Sen. Pete Domenici, R-N.M., the chief Senate sponsor of the mental health care benefits amendment, said its passage “begins to move us out of the Dark Ages. . .and beyond the discrimination. It gets rid of a terrible stigma. It is a breakthrough for the mentally ill.”

Mental health care advocates also were jubilant. “This is a step toward elimination of discrimination” in coverage of mental health care services, said Russ Newman, executive director for professional practice at the American Psychological Assn. in Washington.

Backers of expanded hospital coverage for mothers and their newborns said its enactment will – appropriately so – leave medical decisions with the patient and her physician.

“The decision is appropriately placed where it should be and that is with the physician and the mother,” said Rep. Bill Thomas, R-Calif., chairman of the House Ways and Means Health subcommittee.

While employer lobbying failed to stop the amendments, it succeeded in narrowing the scope of the mental health care amendment. Sen. Domenici had originally pressed for legislation that would have mandated coverage equity for physical and mental health care benefits. Such a mandate would have increased group health care plan costs from between 4% to 9%, according to various studies.

The amendment agreed to by conferees falls far short of that. Employers still will be able to offer different cost-sharing arrangements for mental health care services compared with coverage for physical medical problems.

For example, employers will be able, as many now do, to require employees obtaining mental health care services to pay 50% of each bill, while requiring employees obtaining services for physical medical care to pay only 20% of the bill.

In addition, employers still will be able to direct employees to managed mental health care networks so that employees using the network will have lower out-of-pocket costs than those who go outside the network.

The legislation does however, bar the common practice of imposing lower annual and lifetime benefits for mental health care services compared to those for physical problems.

So long as employers can continue to manage utilization through networks, there should be little, if any, cost increase, said Joan Pearson, a principal in the Seattle office of Towers Perrin.

Congressional backers of mental health care benefits parity have said plan costs could increase anywhere between .16% and .4%.

Mental health care costs, which a decade ago were soaring, have been decreasing sharply in recent years as care has been better managed through medication and expanded use of day treatment rather than hospitalization, said Ms. Pearson.

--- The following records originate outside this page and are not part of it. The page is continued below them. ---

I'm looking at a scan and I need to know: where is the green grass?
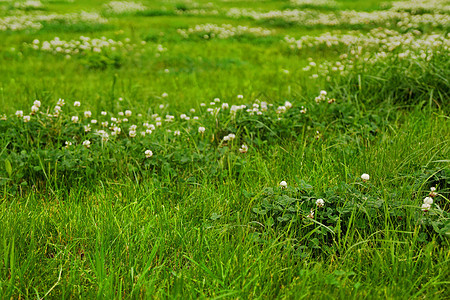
[0,1,450,299]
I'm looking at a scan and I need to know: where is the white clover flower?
[316,199,325,207]
[31,105,39,114]
[422,203,431,212]
[423,197,433,205]
[239,144,248,153]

The legislation does, however, exempt group plans from the mandate if they can prove that mental health care benefits parity increases plan costs by at least 1%.

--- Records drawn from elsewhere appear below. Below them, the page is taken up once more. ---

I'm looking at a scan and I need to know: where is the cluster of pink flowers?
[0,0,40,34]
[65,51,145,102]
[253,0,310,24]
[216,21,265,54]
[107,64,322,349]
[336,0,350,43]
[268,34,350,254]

While regulations will have to be developed to lay out how such proof or certification could be supplied, a congressional staffer said it wouldn’t be enough for an employer to provide a statement from an actuary saying plan costs would increase 1%.

Benefit consultants say the cost of the maternity provision also should be modest.

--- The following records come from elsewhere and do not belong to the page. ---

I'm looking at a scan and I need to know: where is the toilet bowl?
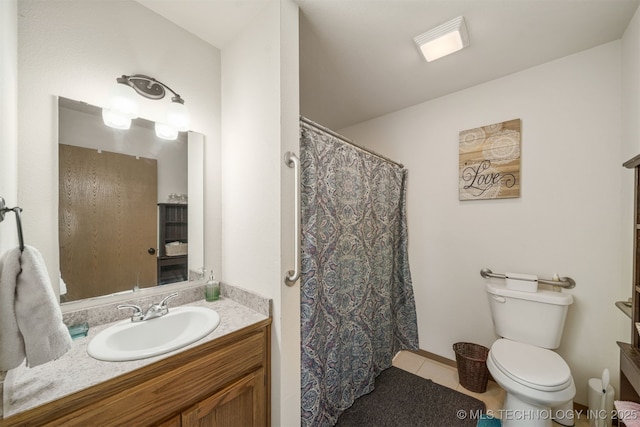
[487,338,576,427]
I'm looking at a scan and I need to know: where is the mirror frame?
[55,96,206,313]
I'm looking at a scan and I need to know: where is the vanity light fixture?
[102,74,189,140]
[413,16,469,62]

More than two dozen states already have imposed such requirements on commercial insurance companies and health maintenance organizations. HMOs, especially in California, led the drive – and triggered the public backlash – for shorter hospital stays, often dubbed drive-through deliveries.

“This will have only a negligible impact on health care costs,” said Woody McDonald, a Towers Perrin principal in Overland Park, Kan.

“Because the cost impact is so negligible, logic would dictate that this would not result in rate increases for HMOs in competitive markets,” he added.